All in all, not very innovative, but highly needed open source version of a traditional BI tool. Definitely something to follow and to use in temporary, not too demanding use cases. And hopefully a future replacement of Tableau or Power BI.

cogman10
12 replies
1d2h

This looks like grafana, right? Why would I use this instead of grafana?

skadamat
2 replies
1d1h

I love Grafana but Grafana doesn't really support non-time-series visualization that well.

sgt
1 replies
9h55m

Why is that, though? I'd think that there'd be some plugins/extensions for Grafana that could do this. Grafana could then become the next PowerBI/Tableau/Superset killer eventually.

skadamat
0 replies
3h32m

Different audience / use case. I've noticed that products often lean towards speaking to app builders (full stack swe's) or data builders (data analysts / scientists / data engineers). They require different mental models I feel.

Grafana I sense is culturally focused on observability visualization (aka needs of full stack devs). Culture is very hard to change!

jldugger
2 replies
1d

They're both washboarding apps, and while I'm sure they each have panel types the other doesn't yet support, I don't think that's intrinsic. The differentiation as I see it, is that Superset is designed to craft SQL queries and visualize the results. The query builder is probably where this shows the most.

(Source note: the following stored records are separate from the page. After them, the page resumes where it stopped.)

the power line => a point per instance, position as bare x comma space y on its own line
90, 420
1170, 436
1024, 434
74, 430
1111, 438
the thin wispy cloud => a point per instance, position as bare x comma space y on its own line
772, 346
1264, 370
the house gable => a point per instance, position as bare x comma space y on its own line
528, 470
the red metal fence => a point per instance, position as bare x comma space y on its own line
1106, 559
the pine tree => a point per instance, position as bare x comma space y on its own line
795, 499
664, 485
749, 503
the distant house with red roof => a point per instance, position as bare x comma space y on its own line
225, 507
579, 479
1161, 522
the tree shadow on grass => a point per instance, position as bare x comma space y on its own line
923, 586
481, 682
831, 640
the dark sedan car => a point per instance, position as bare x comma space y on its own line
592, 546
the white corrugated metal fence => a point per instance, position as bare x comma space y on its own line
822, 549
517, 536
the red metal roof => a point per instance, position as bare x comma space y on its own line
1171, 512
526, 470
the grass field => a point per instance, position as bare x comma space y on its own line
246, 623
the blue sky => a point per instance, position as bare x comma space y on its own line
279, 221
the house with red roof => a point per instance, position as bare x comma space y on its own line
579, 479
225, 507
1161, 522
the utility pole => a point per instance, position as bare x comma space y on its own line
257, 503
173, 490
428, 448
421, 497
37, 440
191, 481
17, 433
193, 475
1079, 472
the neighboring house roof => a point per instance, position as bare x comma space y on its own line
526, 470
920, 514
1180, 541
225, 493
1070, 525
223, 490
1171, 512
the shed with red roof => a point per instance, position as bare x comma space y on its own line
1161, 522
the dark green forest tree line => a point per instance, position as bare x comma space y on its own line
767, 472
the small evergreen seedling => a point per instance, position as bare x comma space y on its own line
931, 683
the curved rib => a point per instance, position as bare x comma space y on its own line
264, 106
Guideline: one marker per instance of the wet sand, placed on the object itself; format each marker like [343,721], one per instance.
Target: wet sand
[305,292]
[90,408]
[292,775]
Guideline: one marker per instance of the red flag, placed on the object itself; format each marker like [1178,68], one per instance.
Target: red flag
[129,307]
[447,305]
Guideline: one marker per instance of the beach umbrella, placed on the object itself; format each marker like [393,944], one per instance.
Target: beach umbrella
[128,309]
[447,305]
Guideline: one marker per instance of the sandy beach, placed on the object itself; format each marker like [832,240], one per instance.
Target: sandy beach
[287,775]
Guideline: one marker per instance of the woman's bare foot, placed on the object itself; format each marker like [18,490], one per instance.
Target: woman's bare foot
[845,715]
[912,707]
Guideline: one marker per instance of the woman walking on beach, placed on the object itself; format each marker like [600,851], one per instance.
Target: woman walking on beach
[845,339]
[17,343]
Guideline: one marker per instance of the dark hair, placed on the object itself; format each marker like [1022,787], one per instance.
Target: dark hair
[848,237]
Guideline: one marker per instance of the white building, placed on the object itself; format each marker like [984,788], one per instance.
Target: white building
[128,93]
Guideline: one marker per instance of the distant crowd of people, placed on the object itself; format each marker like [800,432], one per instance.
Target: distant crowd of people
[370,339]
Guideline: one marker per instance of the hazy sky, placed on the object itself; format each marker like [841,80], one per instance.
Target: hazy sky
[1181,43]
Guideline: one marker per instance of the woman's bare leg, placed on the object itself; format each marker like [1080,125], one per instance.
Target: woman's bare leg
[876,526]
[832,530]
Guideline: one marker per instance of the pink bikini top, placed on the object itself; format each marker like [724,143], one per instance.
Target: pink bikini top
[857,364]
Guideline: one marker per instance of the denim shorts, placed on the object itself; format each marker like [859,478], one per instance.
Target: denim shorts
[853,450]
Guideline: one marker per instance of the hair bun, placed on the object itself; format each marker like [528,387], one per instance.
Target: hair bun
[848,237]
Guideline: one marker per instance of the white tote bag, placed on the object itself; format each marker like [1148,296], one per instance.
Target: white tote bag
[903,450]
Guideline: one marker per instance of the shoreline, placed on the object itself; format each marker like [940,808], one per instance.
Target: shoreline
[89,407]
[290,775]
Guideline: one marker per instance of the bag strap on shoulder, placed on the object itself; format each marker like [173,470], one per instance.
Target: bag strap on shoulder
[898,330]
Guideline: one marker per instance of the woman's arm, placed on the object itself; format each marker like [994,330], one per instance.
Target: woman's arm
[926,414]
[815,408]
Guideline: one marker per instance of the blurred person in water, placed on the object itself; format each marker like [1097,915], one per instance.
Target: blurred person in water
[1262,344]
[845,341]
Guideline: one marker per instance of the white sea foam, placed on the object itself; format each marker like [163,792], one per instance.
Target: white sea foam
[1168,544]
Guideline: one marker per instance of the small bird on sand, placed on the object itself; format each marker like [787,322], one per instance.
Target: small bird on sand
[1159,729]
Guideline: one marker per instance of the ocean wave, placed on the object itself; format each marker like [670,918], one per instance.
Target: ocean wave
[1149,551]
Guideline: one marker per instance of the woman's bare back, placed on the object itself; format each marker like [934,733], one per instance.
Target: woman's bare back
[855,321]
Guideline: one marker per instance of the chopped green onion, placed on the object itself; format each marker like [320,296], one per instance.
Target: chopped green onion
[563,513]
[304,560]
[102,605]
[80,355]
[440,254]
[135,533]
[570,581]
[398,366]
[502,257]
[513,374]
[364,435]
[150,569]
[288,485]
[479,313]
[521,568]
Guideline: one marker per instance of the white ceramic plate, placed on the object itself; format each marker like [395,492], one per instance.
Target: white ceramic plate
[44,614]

To make it more concrete -- coworkers tell me Grafana doesn't work so well with Apache Druid, while Superset supports it quite well.

jldugger
1 replies
20h10m

*dashboarding, yikes

totalhack
0 replies
17h17m

I thought this was some jargon I didn't know haha.

prpl
1 replies
1d2h

You can’t trivially plug grafana in front of any SQL database, and grafana is more about graphing/plotting (usually time series).

xyzzy_plugh
0 replies
1d2h

You can actually plug grafana in front of any SQL database, but I'm not sure it's a good idea.

pachico
1 replies
1d2h

The fundamental difference is that Grafana isn't great at cross referencing data in different data sources. (I love Grafana and I pay for the Cloud version.)

peterleiser
0 replies
20h25m

I found that running TrinoDB in a docker container and adding the trino plugin to grafana was very straightforward. TrinoDB feels magical sometimes, except that the SQL syntax they use seemed awkward IIRC. Also, there are inexplicable performance problems with certain queries that require trying subtlety different SQL queries until it snaps out of it.

samuell
0 replies
1d2h

Much more focused on interactive slicing and dicing of data, rather than mostly following a few pre-defined time-series, as is the focus of Grafana.

As such, closer to an open source replacement for PowerBI.

bfung
0 replies
1d2h

grafana is built more for operational and timeseries data, but not so optimal for complex analytical queries. Ex: up-to-second data on cpu load on a host.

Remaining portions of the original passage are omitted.